Friday, February 25, 2011

What Can We All Learn From Clarence Thomas?

Photo Credit: U.S. Government
Depending upon your political leanings, the title of this post may either intrigue or repulse you. For many political conservatives, Associate Justice of the U.S. Supreme Court Clarence Thomas serves as an example of a man who has lived out the American Dream.  An African American man who was born before the Civil Rights movement and grew up in the South, Justice Thomas has risen to the heights of the legal profession as a member of the U.S. Supreme Court.

For many political liberals, though, especially for some in the black community, Thomas is a reminder of a black man who has turned his back on African Americans by stating his opposition to affirmative action programs that many believe he benefited from in order to advance to where he is today.

My purpose of this post is not to comment on my personal feelings on the political persuasions of Justice Thomas, but rather to reflect on the reason that he made the news this past week. It has now been over five years since Clarence Thomas has asked a question of a lawyer that has been presenting a case before the Supreme Court.

Five years! That's a long time. To give some perspective, the Detroit Lions have won a whopping 18 games since the last time Clarence Thomas asked a question in a case before him.  Wait...that's probably not the best example but you catch my drift.

I'm not a lawyer nor do I have much experience with the U.S. justice system (thankfully), but I'm guessing that it might be good for members of the Supreme Court to ask a clarifying question every now and again. But Justice Thomas has not.
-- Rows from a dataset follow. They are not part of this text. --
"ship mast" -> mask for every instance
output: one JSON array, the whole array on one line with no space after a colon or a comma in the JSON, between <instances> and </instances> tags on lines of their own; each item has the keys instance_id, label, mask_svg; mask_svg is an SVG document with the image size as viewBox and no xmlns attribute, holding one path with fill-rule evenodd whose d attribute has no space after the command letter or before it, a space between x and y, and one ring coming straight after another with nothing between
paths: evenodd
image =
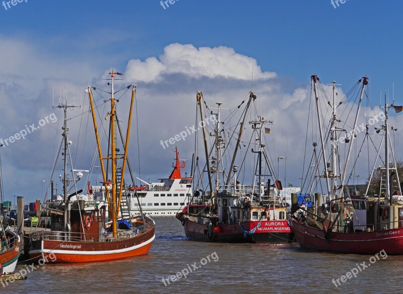
<instances>
[{"instance_id":1,"label":"ship mast","mask_svg":"<svg viewBox=\"0 0 403 294\"><path fill-rule=\"evenodd\" d=\"M319 106L319 96L318 96L318 88L317 88L317 81L319 78L316 75L313 75L311 76L311 79L313 81L313 88L315 91L315 100L316 103L316 112L318 115L318 123L319 124L319 132L320 135L320 143L322 148L322 159L323 161L323 163L325 166L324 168L324 177L326 179L326 185L327 188L327 195L330 196L331 195L331 190L330 190L330 185L329 185L329 173L327 171L327 168L326 166L326 154L325 153L324 149L324 140L323 139L323 130L322 129L322 120L320 119L320 112ZM330 199L331 200L331 199Z\"/></svg>"},{"instance_id":2,"label":"ship mast","mask_svg":"<svg viewBox=\"0 0 403 294\"><path fill-rule=\"evenodd\" d=\"M227 183L225 184L226 186L228 186L229 184L230 181L231 180L231 172L232 171L232 168L234 167L234 164L235 162L236 153L238 152L238 149L239 148L239 143L241 142L241 139L242 138L242 134L243 133L243 129L245 128L245 123L246 122L246 118L248 117L248 114L249 114L249 110L250 109L250 104L252 102L252 99L253 100L256 99L256 95L253 91L250 91L249 96L249 100L248 100L248 104L246 106L246 109L245 110L245 115L243 117L243 120L242 120L242 122L241 123L241 126L239 128L238 139L236 141L235 149L234 150L234 155L232 156L232 160L231 162L231 165L230 165L229 170L228 171L228 176L227 179ZM238 108L239 107L238 106ZM234 184L236 184L236 183L235 183Z\"/></svg>"},{"instance_id":3,"label":"ship mast","mask_svg":"<svg viewBox=\"0 0 403 294\"><path fill-rule=\"evenodd\" d=\"M110 137L109 138L109 143L111 145L111 154L108 155L108 157L106 158L104 158L102 157L102 151L101 149L101 145L100 145L100 141L99 140L99 135L98 133L98 128L97 127L97 123L96 123L96 120L95 117L95 112L94 111L94 102L93 102L93 98L92 96L92 93L91 90L91 87L89 87L87 88L87 90L89 93L89 96L90 98L90 103L91 104L91 113L92 114L92 118L93 120L94 121L94 126L95 131L95 136L97 140L97 144L98 146L98 153L99 155L99 159L101 163L101 170L102 172L102 177L103 177L104 180L104 185L105 188L105 195L106 195L106 199L107 199L108 204L109 204L109 215L112 218L112 232L113 234L113 237L114 238L116 238L117 236L117 229L116 229L116 223L117 223L117 218L118 216L118 213L119 212L119 209L118 208L118 206L120 204L120 197L121 196L121 193L122 192L122 183L124 182L124 168L127 159L127 150L128 148L128 136L130 133L130 123L131 122L131 110L133 107L133 100L134 100L134 96L135 93L135 89L136 89L136 85L132 85L133 87L133 91L132 92L132 95L131 95L131 101L130 103L130 112L129 114L129 120L128 120L128 125L127 126L127 134L126 134L126 143L125 144L124 146L124 155L123 158L117 158L116 157L116 131L115 131L115 123L116 121L116 114L115 114L115 98L114 97L114 95L115 94L114 92L114 82L115 80L115 75L122 75L122 74L120 72L116 72L113 71L112 69L112 72L109 72L109 75L111 76L111 98L110 98L110 106L111 106L111 110L110 112L108 114L108 116L110 117ZM118 183L116 182L116 160L118 159L122 159L123 164L122 166L122 175L121 175L121 178L120 179L120 182ZM105 166L103 163L104 160L108 160L111 161L111 168L112 169L112 179L111 179L111 186L112 186L112 190L111 190L111 197L110 200L109 200L109 191L108 190L108 180L106 178L106 174L105 170ZM120 184L120 191L119 193L119 195L116 195L116 186L118 184Z\"/></svg>"},{"instance_id":4,"label":"ship mast","mask_svg":"<svg viewBox=\"0 0 403 294\"><path fill-rule=\"evenodd\" d=\"M365 86L368 84L368 78L366 77L363 77L362 78L362 86L361 87L361 95L360 95L360 101L358 102L358 107L357 109L357 114L356 114L356 118L355 120L354 120L354 125L353 128L353 133L352 133L351 135L351 142L350 142L350 146L349 146L349 151L347 153L347 158L346 160L346 164L344 166L344 170L343 171L343 174L342 175L342 184L344 185L344 181L346 180L346 174L347 173L347 168L349 165L349 161L350 161L350 157L351 155L351 151L353 149L353 141L354 141L355 138L357 136L356 132L357 132L357 121L358 121L358 115L360 114L360 109L361 107L361 103L362 102L362 98L364 96L364 92L365 90ZM362 81L360 80L359 82L361 82ZM341 189L341 195L343 196L343 191L344 189Z\"/></svg>"},{"instance_id":5,"label":"ship mast","mask_svg":"<svg viewBox=\"0 0 403 294\"><path fill-rule=\"evenodd\" d=\"M63 160L64 161L64 170L63 170L63 203L64 203L64 212L63 215L63 232L68 232L69 231L69 228L68 228L68 224L69 224L69 219L68 219L68 213L66 212L67 210L67 202L68 202L68 189L67 189L67 183L68 181L67 178L67 153L69 152L69 141L67 139L67 135L69 133L69 128L67 127L67 109L68 108L73 108L74 107L78 107L78 106L75 106L74 105L68 105L66 104L63 104L62 103L59 103L59 105L55 107L57 108L63 108L63 111L64 113L64 120L63 122L63 126L61 128L61 129L63 130L63 132L61 135L63 137L63 140L64 143L64 146L63 146ZM73 167L72 167L72 172L73 172Z\"/></svg>"},{"instance_id":6,"label":"ship mast","mask_svg":"<svg viewBox=\"0 0 403 294\"><path fill-rule=\"evenodd\" d=\"M210 168L210 158L209 157L209 150L207 147L207 136L206 134L206 124L204 122L204 118L203 117L203 102L202 101L202 98L203 97L203 94L202 91L197 91L196 95L196 99L197 100L197 103L199 105L200 108L200 117L202 120L201 121L203 122L202 124L202 129L203 130L203 138L205 143L205 152L206 153L206 164L207 165L207 174L209 177L209 185L210 187L210 191L211 191L211 199L213 199L213 196L214 196L214 190L213 189L213 180L211 178L211 169Z\"/></svg>"}]
</instances>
Not for over five years.

For those that are not supporters of his, this is evidence of his unfitness for the Court. But I do wonder if there is something else going on here that we can all learn from. What are his reasons for his silence, you ask? This is what Thomas has had to say when asked about this:
"I had grown up speaking a kind of dialect," Thomas, who was born in Pin Point, Ga., and raised by his grandparents in nearby Savannah, told a group of students in 2000. Classmates "used to make fun of us. ... I just started developing the habit of listening. ... I didn't ask questions in college or law school. I could learn better just listening."
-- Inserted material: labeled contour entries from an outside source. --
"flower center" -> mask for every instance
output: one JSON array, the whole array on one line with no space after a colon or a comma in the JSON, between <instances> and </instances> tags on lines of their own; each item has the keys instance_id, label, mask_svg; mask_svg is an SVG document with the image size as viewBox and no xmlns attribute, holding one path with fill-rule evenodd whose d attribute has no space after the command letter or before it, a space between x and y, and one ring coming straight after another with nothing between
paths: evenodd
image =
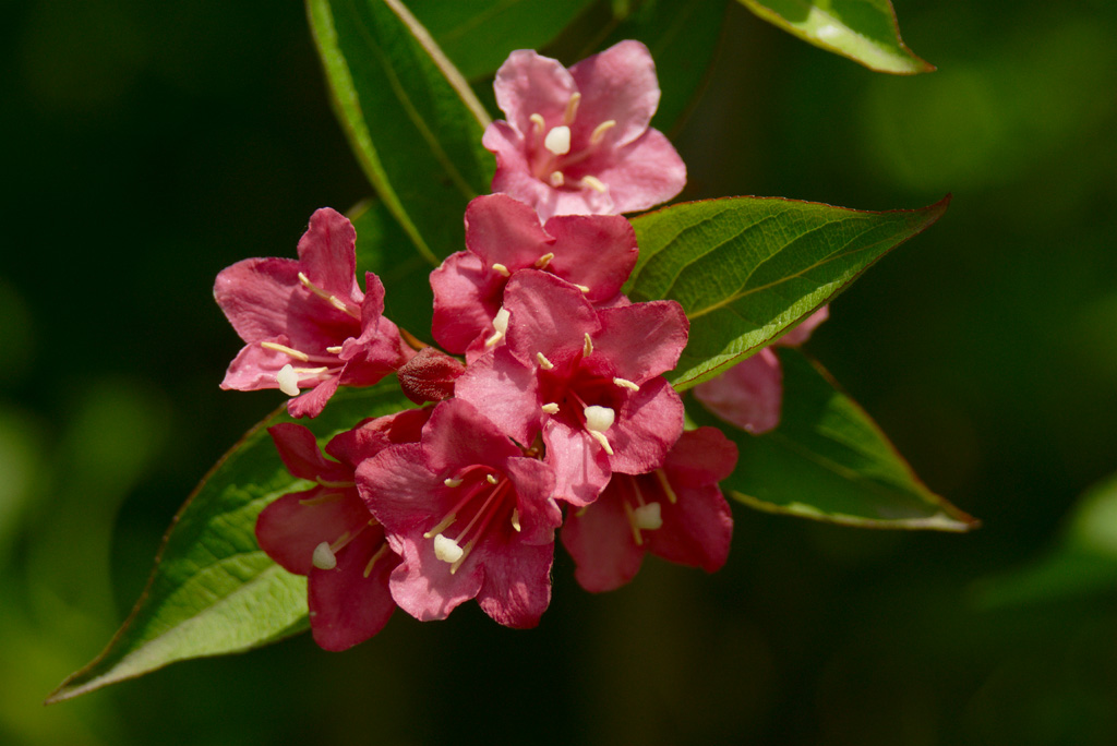
<instances>
[{"instance_id":1,"label":"flower center","mask_svg":"<svg viewBox=\"0 0 1117 746\"><path fill-rule=\"evenodd\" d=\"M450 565L452 575L495 518L507 519L513 530L518 532L519 513L512 480L489 467L468 466L443 484L460 490L460 496L450 511L422 536L433 543L435 556Z\"/></svg>"}]
</instances>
More recently, Thomas said he thought lawyers should be able to do more of the talking during the hour-long sessions, to better explain their legal positions.

"I think there are far too many questions," he said in a 2009 interview with C-SPAN. "Some members of the court like that interaction. ... I prefer to listen and think it through more quietly."
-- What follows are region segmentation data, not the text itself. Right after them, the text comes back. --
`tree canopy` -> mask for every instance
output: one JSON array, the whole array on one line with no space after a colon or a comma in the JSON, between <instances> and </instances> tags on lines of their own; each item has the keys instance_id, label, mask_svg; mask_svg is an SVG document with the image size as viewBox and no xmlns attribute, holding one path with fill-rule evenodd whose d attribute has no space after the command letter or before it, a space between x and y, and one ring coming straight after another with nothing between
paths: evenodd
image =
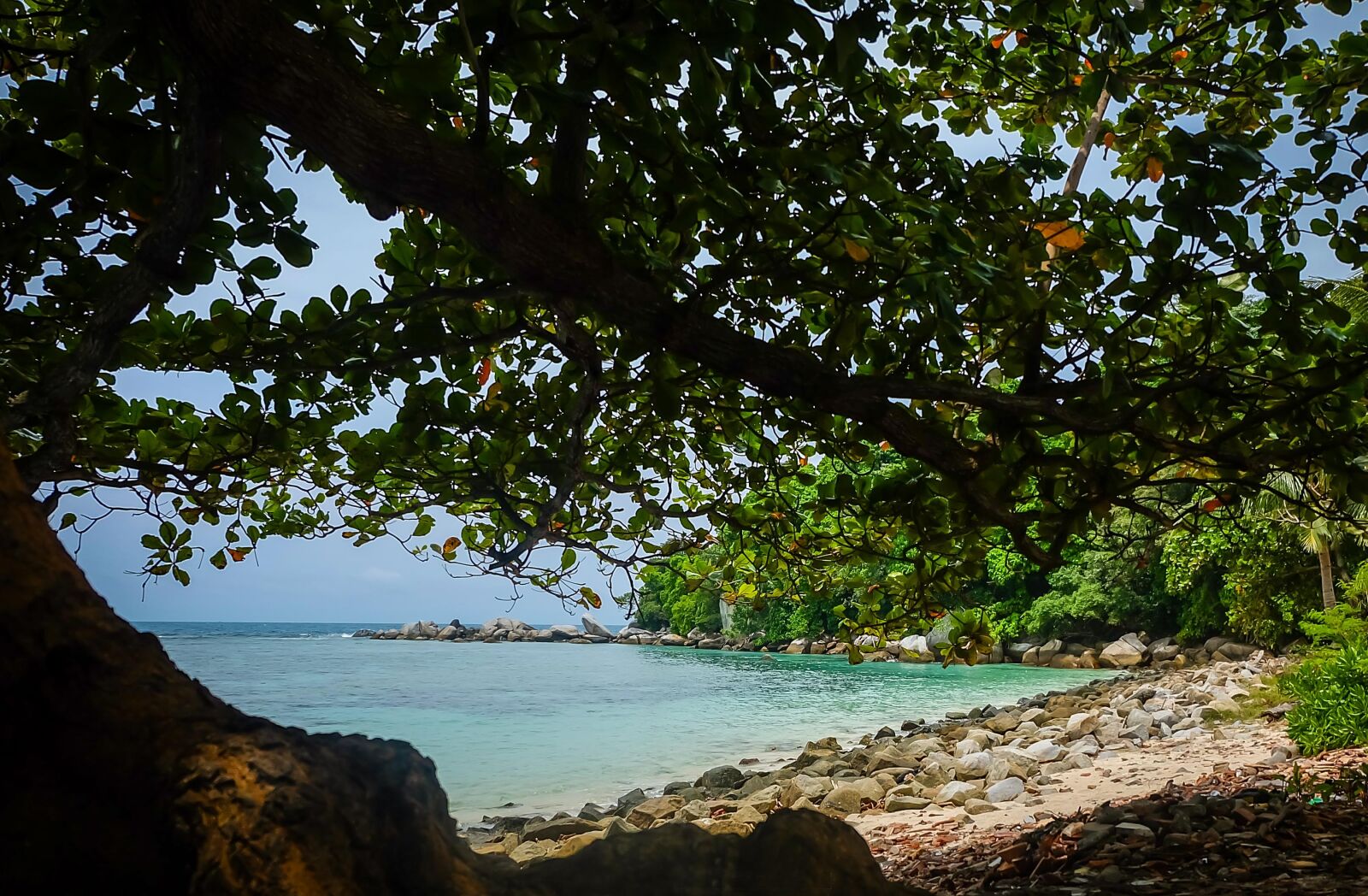
<instances>
[{"instance_id":1,"label":"tree canopy","mask_svg":"<svg viewBox=\"0 0 1368 896\"><path fill-rule=\"evenodd\" d=\"M1298 250L1364 259L1368 34L1308 5L4 0L0 425L155 575L342 531L591 606L724 529L737 583L911 546L915 607L986 532L1368 502ZM282 166L393 219L375 289L272 294Z\"/></svg>"}]
</instances>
Referring implicitly to how active his eight colleagues are in their questioning, Thomas said, "I think you should allow people to complete their answers and their thought and to continue their conversation. I find that coherence that you get from a conversation far more helpful than the rapid-fire questions. I don't see how you can learn a whole lot when there are 50 questions in an hour."
Perhaps there is something that we can learn from Clarence Thomas when it comes to listening to others. In fact, it may even be a biblical concept. James 1:19 says, "My dear brothers and sisters, take note of this: Everyone should be quick to listen, slow to speak and slow to become angry." I wonder how our relationships with others could be transformed if we decided to refrain from providing answers for everyone and listened more to their thoughts? What if we sought the opinions of others more freely and held back from expressing our own?

Perhaps if we talked less and listened more, others would listen more attentively when we did have something to say. I'm sure that if Clarence Thomas ever does ask another question during a case that it will be given its full attention. There are probably some ways that I wouldn't want to emulate Clarence Thomas but becoming a better listener is one way I'd want to follow his example.